In diesem Zusammenhang: Gerade neulich über Lieder nachgedacht, in denen Städte gewürdigt werden. Und zwar, als Augsburg in Paderborn spielte, das natürlich einen Stadionsong hat. Das fand ich schon putzig, ich dachte, nach Bochum könnte nichts mehr kommen. Wobei: Bochum ist super. Schreibt jemand Buxtehude für mich? Ich mag den Ortsnamen so gern.

Ich werfe hier nochmal den Bremer Stadionsong hin, denn der ist immer noch mein Liebling. Nach dem alten Augsburg-Ding, das ich neuerdings mal wieder im Stadion gehört habe. Hust.

So, jetzt aber in die Stabi, Musik aus dem Kopf geklopft und mal wieder an die Giftschrank-Theke gegangen, wo NS-Quellen für mich lagen. Für jedes dieser Werke muss man den Zettel ausfüllen, dass man das für wissenschaftliche Zwecke lesen will. Ich meine, in einem stand sogar vorne drin, dass es ausschließlich dafür rausgegeben wird, persönliches Interesse reicht also nicht, wenn man ein Sammelalbum mit Führerbildern durchblättern will, das 1936 von einer Hamburger Zigarettenfirma rausgegeben wurde. Die Bilder waren natürlich alle von Heinrich Hoffmann und ich bin doch erstaunt, wie sehr er zumindest mein Bild von Hitler prägen konnte – ich kannte sehr viele der Aufnahmen.

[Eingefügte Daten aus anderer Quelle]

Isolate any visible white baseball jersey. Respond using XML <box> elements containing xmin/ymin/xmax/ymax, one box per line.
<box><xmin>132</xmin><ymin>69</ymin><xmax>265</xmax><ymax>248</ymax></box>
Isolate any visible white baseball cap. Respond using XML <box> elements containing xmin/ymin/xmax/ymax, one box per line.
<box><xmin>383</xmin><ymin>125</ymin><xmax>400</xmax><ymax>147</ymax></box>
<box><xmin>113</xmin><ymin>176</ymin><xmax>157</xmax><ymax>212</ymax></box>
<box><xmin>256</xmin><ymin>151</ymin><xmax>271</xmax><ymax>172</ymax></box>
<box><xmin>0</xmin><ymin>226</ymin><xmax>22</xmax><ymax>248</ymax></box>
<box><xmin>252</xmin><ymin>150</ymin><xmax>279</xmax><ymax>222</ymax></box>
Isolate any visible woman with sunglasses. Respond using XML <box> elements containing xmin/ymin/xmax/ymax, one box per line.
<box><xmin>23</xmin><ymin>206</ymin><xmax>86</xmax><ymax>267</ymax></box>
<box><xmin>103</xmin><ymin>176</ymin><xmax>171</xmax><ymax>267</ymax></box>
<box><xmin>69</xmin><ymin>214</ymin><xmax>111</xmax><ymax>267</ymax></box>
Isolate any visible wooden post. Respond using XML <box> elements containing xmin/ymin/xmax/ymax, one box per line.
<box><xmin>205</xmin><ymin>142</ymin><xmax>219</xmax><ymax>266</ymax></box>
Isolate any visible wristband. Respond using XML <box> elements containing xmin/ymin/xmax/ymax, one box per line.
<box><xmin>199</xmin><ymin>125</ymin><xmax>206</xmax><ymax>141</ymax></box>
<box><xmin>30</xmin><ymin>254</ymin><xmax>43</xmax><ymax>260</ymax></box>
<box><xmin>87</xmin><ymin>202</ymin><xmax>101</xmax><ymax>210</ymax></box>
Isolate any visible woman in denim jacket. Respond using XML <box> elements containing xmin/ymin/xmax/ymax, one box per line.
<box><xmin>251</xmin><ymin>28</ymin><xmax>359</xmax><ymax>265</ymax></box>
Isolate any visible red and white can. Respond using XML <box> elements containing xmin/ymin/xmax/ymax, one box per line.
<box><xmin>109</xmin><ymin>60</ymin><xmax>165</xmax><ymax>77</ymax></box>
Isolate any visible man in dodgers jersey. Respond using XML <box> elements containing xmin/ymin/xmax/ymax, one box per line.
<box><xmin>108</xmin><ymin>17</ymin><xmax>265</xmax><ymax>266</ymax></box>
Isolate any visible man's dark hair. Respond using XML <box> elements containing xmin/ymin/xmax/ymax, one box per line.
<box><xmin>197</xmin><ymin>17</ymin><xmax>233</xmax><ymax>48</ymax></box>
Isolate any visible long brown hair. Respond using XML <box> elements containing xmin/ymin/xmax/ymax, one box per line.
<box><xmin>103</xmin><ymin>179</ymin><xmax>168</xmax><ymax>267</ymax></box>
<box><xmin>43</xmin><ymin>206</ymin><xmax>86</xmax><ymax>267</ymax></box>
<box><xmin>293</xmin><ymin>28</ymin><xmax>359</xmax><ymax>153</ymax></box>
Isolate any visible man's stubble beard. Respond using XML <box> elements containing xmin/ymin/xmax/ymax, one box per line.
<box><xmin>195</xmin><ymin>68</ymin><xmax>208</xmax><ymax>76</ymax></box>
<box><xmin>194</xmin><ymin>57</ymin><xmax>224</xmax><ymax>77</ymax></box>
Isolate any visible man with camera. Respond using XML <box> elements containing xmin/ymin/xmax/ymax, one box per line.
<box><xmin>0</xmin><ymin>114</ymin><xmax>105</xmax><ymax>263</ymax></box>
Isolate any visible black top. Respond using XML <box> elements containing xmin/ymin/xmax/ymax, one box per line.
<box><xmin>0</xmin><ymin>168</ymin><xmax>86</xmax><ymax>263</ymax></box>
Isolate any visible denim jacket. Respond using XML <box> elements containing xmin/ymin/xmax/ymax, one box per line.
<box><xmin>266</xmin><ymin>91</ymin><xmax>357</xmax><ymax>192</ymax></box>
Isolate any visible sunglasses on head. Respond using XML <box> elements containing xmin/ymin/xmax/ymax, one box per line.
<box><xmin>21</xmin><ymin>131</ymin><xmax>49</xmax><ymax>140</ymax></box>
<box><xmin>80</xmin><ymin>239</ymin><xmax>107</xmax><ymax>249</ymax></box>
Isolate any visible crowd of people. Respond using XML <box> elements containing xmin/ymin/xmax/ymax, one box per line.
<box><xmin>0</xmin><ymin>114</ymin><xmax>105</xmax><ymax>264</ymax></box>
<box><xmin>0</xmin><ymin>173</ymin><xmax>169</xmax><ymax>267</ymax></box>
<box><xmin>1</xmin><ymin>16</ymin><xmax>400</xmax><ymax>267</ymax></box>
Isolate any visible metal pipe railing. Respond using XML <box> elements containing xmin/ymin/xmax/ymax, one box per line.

Bei einer zuckte ich zusammen und mein erster Gedanke war: Buh, ihr konntet nicht mal anständig Photoshop. Eines der sehr häufig verbreiteten Bilder war Hitlers sogenannter erster Spatenstich zur Reichsautobahn im September 1933 in Frankfurt. Ich fand es in diversen Quellen wieder, gerne dann, wenn es um das Gemeinschaftswerk der RAB geht, die angebliche Volksgemeinschaft, die zusammen usw. Im Sammelalbum fand ich die Aufnahme mit einem freigestellten Hitler, der hier quasi alleine auf einem Erdhaufen steht und schippt. Was natürlich im Kontext dieses Albums, das eine einzige Heldenverehrung des einzelnen Mannes ist, gut passt. Gleich mal notiert. Nebenbei ist in diesem Album auch das Aviso „Grille“ drin, womit ich gar nicht gerechnet hatte, das freute mich auch sehr. Allerdings wieder keine Innenaufnahmen, die suche ich noch relativ verzweifelt.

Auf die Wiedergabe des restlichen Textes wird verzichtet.